Après Eva Jospin, Valérie Belin, Marjane Satrapi et Tania Mouraud l’année dernière, votre intégration témoigne-t-elle d’une vraie volonté de l’Académie vers la parité ?
Nina Childress :
Tania et moi avons été les deux premières femmes élues dans la section peinture, le dernier bastion de non-mixité. C’est aussi pour cela que je me suis présentée. Il y a de manière générale à l’Académie, comme dans beaucoup d’institutions en France, un travail d’inclusion à mener.
Pour ceux qui ne sont pas familiers avec le fonctionnement d’une telle institution. Qu’est-ce qu’être membre de l’Académie implique concrètement ? Et quels sont vos objectifs personnels dans ce nouveau rôle ?
Nina Childress :
Ce qu’il y a de particulier et d’excitant pour une hyperactive comme moi c’est que c’est une fonction « à vie ». Nous nous réunissons le mercredi pour parler des questions d’actualité relatives à l’art, pour attribuer des bourses, des prix, des places en résidence. Nous pouvons donner notre avis au chef de l’État. Par exemple, lui communiquer notre inquiétude sur les coupes budgétaires dans le secteur culturel. Personnellement, j’espère aider la peinture à rayonner de manière intelligente, avec des artistes pointus, inattendus.
Votre travail est actuellement exposé au Centre Pompidou-Metz dans le cadre de l’exposition “Copistes”. Comment avez-vous choisi les œuvres à copier ? Et comment avez-vous ajouté votre touche personnelle ?
Nina Childress :
J’ai fait deux propositions très différentes. La première : copier presque à l’identique un tableau du XIXe siècle, plutôt pompier, d’Horace Vernet, le portrait de sa fille. Elle m’a tout de suite fait penser à la regrettée Pascale Ogier, avec ses grands yeux globuleux. Je me suis contentée de modifier légèrement les traits du visage, juste ce qu’il fallait pour que Pascale surgisse.
La seconde toile est un agrandissement très poussé d’un petit tableau de François Clouet, représentant une dame du Moyen Âge, très sérieuse. J’ai gardé le dessin, précis comme une découpe au scalpel, mais j’ai utilisé des pigments qui changent de couleur selon l’angle de vue, et collé de multiples cabochons pour figurer les perles de son habit. Le résultat reste sombre et travaillé, mais avec des moyens contemporains.

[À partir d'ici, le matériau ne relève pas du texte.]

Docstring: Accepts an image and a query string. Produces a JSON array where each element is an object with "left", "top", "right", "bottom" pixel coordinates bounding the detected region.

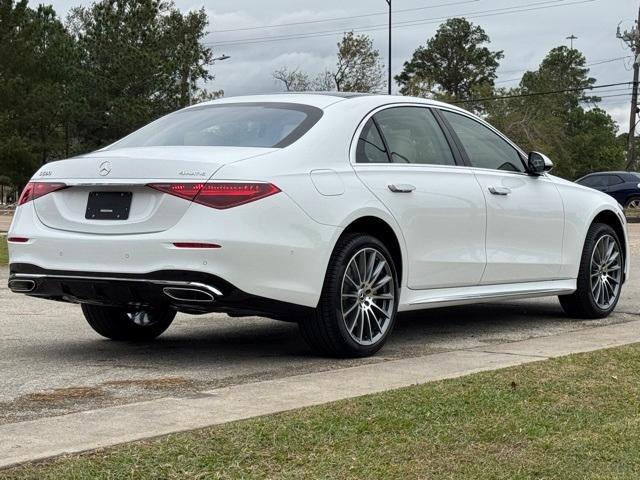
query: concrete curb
[{"left": 0, "top": 321, "right": 640, "bottom": 468}]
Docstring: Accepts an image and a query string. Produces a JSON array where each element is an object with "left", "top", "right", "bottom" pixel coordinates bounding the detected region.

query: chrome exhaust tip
[
  {"left": 162, "top": 287, "right": 215, "bottom": 303},
  {"left": 9, "top": 278, "right": 36, "bottom": 293}
]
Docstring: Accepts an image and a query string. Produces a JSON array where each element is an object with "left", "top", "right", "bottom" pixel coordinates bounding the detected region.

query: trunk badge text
[{"left": 98, "top": 160, "right": 112, "bottom": 177}]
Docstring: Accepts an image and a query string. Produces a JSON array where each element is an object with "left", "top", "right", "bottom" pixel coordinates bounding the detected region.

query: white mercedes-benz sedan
[{"left": 8, "top": 93, "right": 629, "bottom": 356}]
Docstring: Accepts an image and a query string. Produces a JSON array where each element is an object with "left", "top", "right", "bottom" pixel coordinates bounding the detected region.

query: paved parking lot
[{"left": 0, "top": 225, "right": 640, "bottom": 423}]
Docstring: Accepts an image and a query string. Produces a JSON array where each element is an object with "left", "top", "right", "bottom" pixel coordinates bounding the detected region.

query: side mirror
[{"left": 528, "top": 152, "right": 553, "bottom": 175}]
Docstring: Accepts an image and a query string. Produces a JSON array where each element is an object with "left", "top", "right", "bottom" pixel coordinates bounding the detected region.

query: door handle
[
  {"left": 389, "top": 183, "right": 416, "bottom": 193},
  {"left": 489, "top": 187, "right": 511, "bottom": 195}
]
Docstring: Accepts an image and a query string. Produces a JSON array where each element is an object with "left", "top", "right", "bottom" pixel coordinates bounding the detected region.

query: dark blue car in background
[{"left": 576, "top": 172, "right": 640, "bottom": 209}]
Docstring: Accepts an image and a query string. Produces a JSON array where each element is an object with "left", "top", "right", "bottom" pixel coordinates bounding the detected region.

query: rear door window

L’exposition porte, en partie, sur cette tradition de la copie comme méthode d’apprentissage. Qu’avez-vous appris en préparant vos œuvres ?
Nina Childress :
Je copie souvent mon propre travail, en changeant de style ou de technique. Mais pour suivre la consigne (copier), je devais me soumettre à des paramètres que je n’avais pas choisis au départ : l’emploi de couleurs que j’ai abandonnées pour le Vernet, le dessin d’un style austère pour le Clouet.
Vous avez justement un rapport atypique à l’apprentissage. Malgré votre passage par une école d’art parisienne réputée, vous avez été chanteuse punk avant de vous consacrer entièrement à la peinture, et vous vous définissez plutôt comme autodidacte. En quoi cette trajectoire influence-t-elle encore votre pratique ?
Nina Childress :
J’ai toujours peint, même quand je chantais. J’étais trop impatiente pour suivre une école, et trop bornée pour accepter les conseils. Travailler seule m’a freinée au début : je n’ai pas percé rapidement, et j’ai dû me remettre en question en permanence. Mais avec le recul, c’était peut-être une chance — je n’ai pas été enfermée trop tôt dans une case. C’est ce que j’ai voulu montrer en publiant mon catalogue raisonné, 1081 peintures, accompagné d’une biographie écrite par Fabienne Radi.

Quels sont vos projets à venir ?
Nina Childress :
Un solo show à Paris de peintures inédites avec ces pigments caméléons. Ce sera ma deuxième expo personnelle à la galerie Art : Concept, elle ouvrira le 16 octobre. Je commence actuellement une grande toile qui portera le titre de l’expo : « Casting ».